Digicel operations
THE Digicel Group’s growth in Jamaica for 2015 was described as weak by US-based Fitch Ratings.
Meanwhile, the company sees strong growth in Papua New Guinea (PNG).
“Papua New Guinea continues to grow strongly, offsetting weak growth in other major countries of operation, such as Jamaica and Haiti,” said Fitch.
The report comes as Fitch affirmed a ‘B’ rating for the Digicel Group and its subsidiaries, with a stable outlook.
Digicel pointed out its commitment to growing the 4G sector in its response to the Fitch report.
“The Fitch report highlights the strength and solidity of Digicel’s business with both geographic and product diversification underpinned by a period of investment. Digicel Jamaica has invested heavily in its network to ensure that it remains the network of choice for data lovers. 4G revenues are growing rapidly and we are committed to making the 4G experience available to the widest possible audience by continuing to expand our 4G network coverage, offering affordable smartphones and innovative pricing packages such as Digicel Zero,” said a Digicel spokesperson in response to Jamaica Observer queries.
In its report, Fitch indicated that Digicel generated stable operating results in the first nine months of fiscal 2015, ending on March 31, 2015. It also expects this
trend to continue over the medium term.
The rating agency in its assessment avoided revealing financials of the group, only indicating that its revenues grew 5.0 per cent with a “solid” earning before interest, taxation, depreciation and amortisation (EBITDA) margin of 41.4 per cent.

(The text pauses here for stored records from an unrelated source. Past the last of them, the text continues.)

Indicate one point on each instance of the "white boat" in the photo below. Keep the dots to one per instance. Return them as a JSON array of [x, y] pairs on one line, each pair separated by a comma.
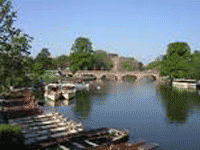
[[51, 91], [68, 90], [82, 86]]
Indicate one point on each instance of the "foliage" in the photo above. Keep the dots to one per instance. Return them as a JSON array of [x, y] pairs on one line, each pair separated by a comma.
[[81, 55], [195, 66], [61, 62], [101, 61], [44, 58], [49, 77], [14, 48], [38, 70], [176, 62]]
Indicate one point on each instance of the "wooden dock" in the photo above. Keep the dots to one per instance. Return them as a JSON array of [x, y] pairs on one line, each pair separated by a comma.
[[48, 129]]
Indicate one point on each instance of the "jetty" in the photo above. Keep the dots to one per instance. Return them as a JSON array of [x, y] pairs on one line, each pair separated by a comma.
[[47, 129]]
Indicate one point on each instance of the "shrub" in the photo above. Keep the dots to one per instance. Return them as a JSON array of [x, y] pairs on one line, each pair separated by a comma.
[[11, 135]]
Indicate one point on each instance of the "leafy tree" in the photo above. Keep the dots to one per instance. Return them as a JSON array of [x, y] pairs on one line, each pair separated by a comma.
[[14, 47], [176, 63], [61, 62], [195, 66], [44, 58], [100, 61], [81, 55]]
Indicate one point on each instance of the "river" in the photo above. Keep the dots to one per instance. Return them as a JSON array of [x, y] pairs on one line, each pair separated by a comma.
[[147, 109]]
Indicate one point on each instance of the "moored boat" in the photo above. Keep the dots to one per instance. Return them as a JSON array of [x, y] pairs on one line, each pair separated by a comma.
[[95, 138]]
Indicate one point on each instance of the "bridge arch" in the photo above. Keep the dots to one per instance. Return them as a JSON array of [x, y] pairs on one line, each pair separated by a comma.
[[153, 77], [124, 78], [103, 77]]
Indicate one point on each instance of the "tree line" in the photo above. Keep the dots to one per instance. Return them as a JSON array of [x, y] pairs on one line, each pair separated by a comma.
[[178, 62]]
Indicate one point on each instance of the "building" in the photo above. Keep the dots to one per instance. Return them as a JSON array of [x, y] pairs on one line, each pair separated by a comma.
[[113, 55]]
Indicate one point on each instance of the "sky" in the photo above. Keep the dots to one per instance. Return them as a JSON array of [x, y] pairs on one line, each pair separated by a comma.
[[136, 28]]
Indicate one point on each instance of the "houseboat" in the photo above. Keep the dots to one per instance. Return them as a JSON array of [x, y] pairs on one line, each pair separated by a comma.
[[185, 84], [54, 91]]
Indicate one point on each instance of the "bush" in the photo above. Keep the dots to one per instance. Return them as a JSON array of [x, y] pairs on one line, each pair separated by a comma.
[[11, 136]]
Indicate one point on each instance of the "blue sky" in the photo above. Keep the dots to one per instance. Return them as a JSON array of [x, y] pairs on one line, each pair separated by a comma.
[[138, 28]]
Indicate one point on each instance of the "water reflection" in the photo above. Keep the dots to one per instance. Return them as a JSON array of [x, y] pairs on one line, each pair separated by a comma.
[[83, 105], [177, 103]]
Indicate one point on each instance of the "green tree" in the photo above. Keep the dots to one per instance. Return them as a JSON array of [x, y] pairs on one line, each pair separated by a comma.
[[176, 62], [100, 61], [81, 54], [61, 62], [14, 47], [195, 66], [44, 58]]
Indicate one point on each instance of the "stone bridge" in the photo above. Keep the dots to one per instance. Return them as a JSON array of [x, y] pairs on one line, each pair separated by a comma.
[[118, 75]]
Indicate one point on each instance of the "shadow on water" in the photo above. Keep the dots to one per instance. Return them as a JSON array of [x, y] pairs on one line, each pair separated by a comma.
[[178, 103], [83, 105]]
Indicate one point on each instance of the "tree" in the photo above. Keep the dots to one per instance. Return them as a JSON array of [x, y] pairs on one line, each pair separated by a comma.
[[176, 62], [61, 61], [44, 58], [100, 60], [81, 55], [195, 66], [14, 47]]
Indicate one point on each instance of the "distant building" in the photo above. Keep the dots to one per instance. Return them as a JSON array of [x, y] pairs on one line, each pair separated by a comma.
[[113, 55]]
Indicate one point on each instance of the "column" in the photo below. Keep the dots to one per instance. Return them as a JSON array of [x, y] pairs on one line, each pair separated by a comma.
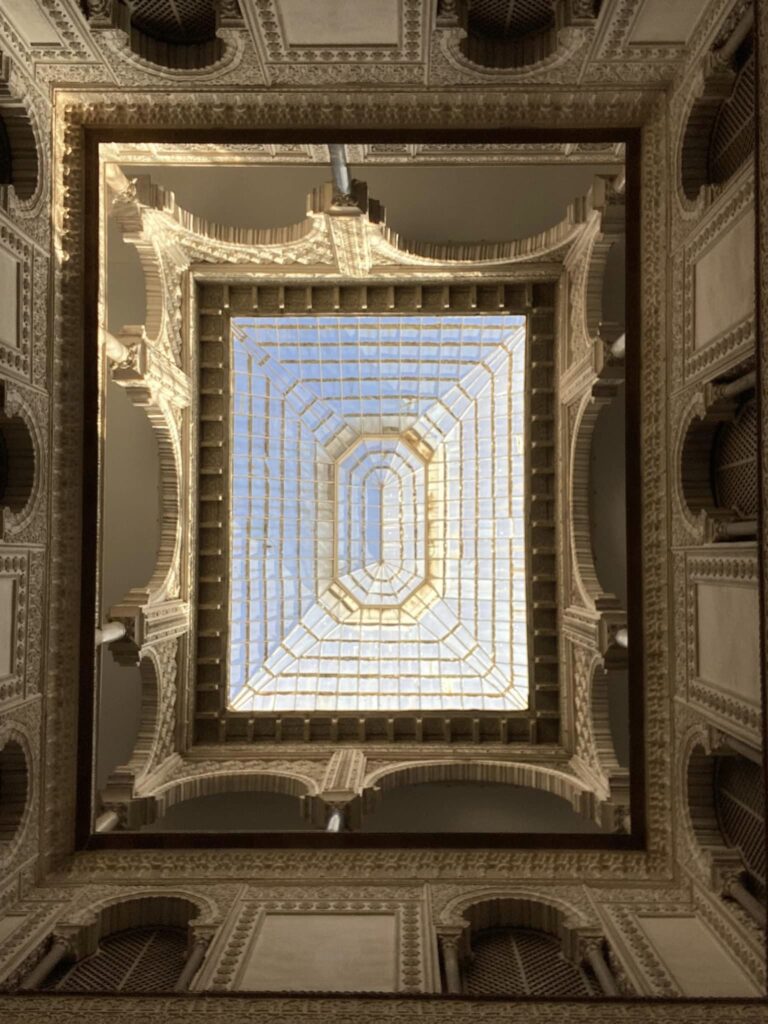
[[193, 965], [602, 971], [737, 891], [449, 941], [40, 972], [336, 820], [110, 632], [107, 821]]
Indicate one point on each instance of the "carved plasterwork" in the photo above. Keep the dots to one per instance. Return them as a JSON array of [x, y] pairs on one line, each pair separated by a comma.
[[688, 361], [449, 64], [726, 710], [28, 524], [15, 359], [227, 960], [22, 725], [25, 569]]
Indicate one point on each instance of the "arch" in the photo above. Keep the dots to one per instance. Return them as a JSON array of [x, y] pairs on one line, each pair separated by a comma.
[[206, 784], [716, 433], [718, 135], [15, 790], [186, 45], [177, 907], [735, 463], [585, 569], [19, 162], [164, 583], [568, 787], [501, 36], [708, 850], [521, 907], [139, 960], [20, 469]]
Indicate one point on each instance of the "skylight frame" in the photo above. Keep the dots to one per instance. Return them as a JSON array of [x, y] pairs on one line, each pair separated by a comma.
[[216, 302], [307, 391]]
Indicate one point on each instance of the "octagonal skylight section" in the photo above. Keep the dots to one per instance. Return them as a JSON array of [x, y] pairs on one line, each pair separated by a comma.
[[377, 514]]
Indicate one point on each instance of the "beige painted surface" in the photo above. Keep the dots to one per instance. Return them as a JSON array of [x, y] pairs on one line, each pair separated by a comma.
[[340, 23], [332, 952], [7, 603], [727, 619], [724, 282], [694, 958], [29, 17], [666, 20], [8, 298]]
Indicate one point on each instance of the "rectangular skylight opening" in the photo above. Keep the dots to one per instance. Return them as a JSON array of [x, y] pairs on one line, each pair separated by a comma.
[[378, 514]]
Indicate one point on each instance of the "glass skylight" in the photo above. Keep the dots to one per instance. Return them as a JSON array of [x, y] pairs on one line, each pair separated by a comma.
[[377, 514]]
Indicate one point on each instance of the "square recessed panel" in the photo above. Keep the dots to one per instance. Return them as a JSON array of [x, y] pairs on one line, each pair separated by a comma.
[[377, 514]]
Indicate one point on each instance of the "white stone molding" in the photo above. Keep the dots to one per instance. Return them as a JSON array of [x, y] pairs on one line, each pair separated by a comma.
[[22, 572], [19, 735], [449, 64], [293, 778], [730, 712], [588, 591], [158, 665], [586, 265], [594, 756], [98, 912], [16, 351], [24, 514], [380, 110], [415, 968], [155, 384]]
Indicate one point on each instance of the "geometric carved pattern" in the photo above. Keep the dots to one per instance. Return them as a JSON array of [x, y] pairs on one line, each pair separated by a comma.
[[137, 960], [740, 808], [522, 962]]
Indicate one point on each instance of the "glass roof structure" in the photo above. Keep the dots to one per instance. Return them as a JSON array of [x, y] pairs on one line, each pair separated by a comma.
[[378, 514]]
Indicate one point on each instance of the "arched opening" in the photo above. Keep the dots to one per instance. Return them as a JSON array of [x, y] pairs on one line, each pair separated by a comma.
[[523, 962], [13, 792], [233, 811], [147, 958], [139, 945], [718, 461], [16, 463], [607, 498], [726, 808], [735, 463], [18, 157], [471, 807], [174, 34], [719, 134], [739, 806], [521, 946], [509, 33]]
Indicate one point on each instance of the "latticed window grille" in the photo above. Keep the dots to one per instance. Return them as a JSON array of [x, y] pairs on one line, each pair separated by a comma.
[[510, 17], [732, 139], [736, 463], [739, 802], [175, 20], [523, 962], [509, 33], [137, 960]]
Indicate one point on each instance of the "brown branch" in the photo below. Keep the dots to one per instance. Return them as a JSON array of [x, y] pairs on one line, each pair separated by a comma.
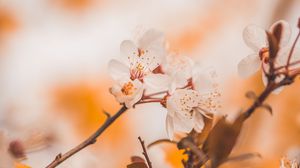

“This was mainly driven by increasing data revenue supporting average revenue per user, and steady growth in Papua New Guinea, Trinidad & Tobago, and
the other market segments,” it added.
Stable subscriber base expansion continued, with the total subscriber base reaching 13.8 million as of December 2014 up from 13.4 million a year ago. It added that although revenue growth as reported in United States dollars is likely to remain weak due to the local currency depreciation in some of its markets, the operational impact should not be material, given
the close revenue-cost currency match.
Additionally Fitch forecasts that Digicel will have negative free cash flow generation until financial year 2016 due to high capital expenditure.
“During financial year 2015, the company’s annual capex is forecast to have peaked at about US$650 million, from US$552 million in financial year 2014, as a result of network expansion and upgrades, including cable networks as well as a tower project in Myanmar,” stated Fitch.
Digicel Group operates in 33 markets in the Caribbean, Central America and Asia Pacific. After 13 years of operation, total investment to date stands at over US$5 billion worldwide.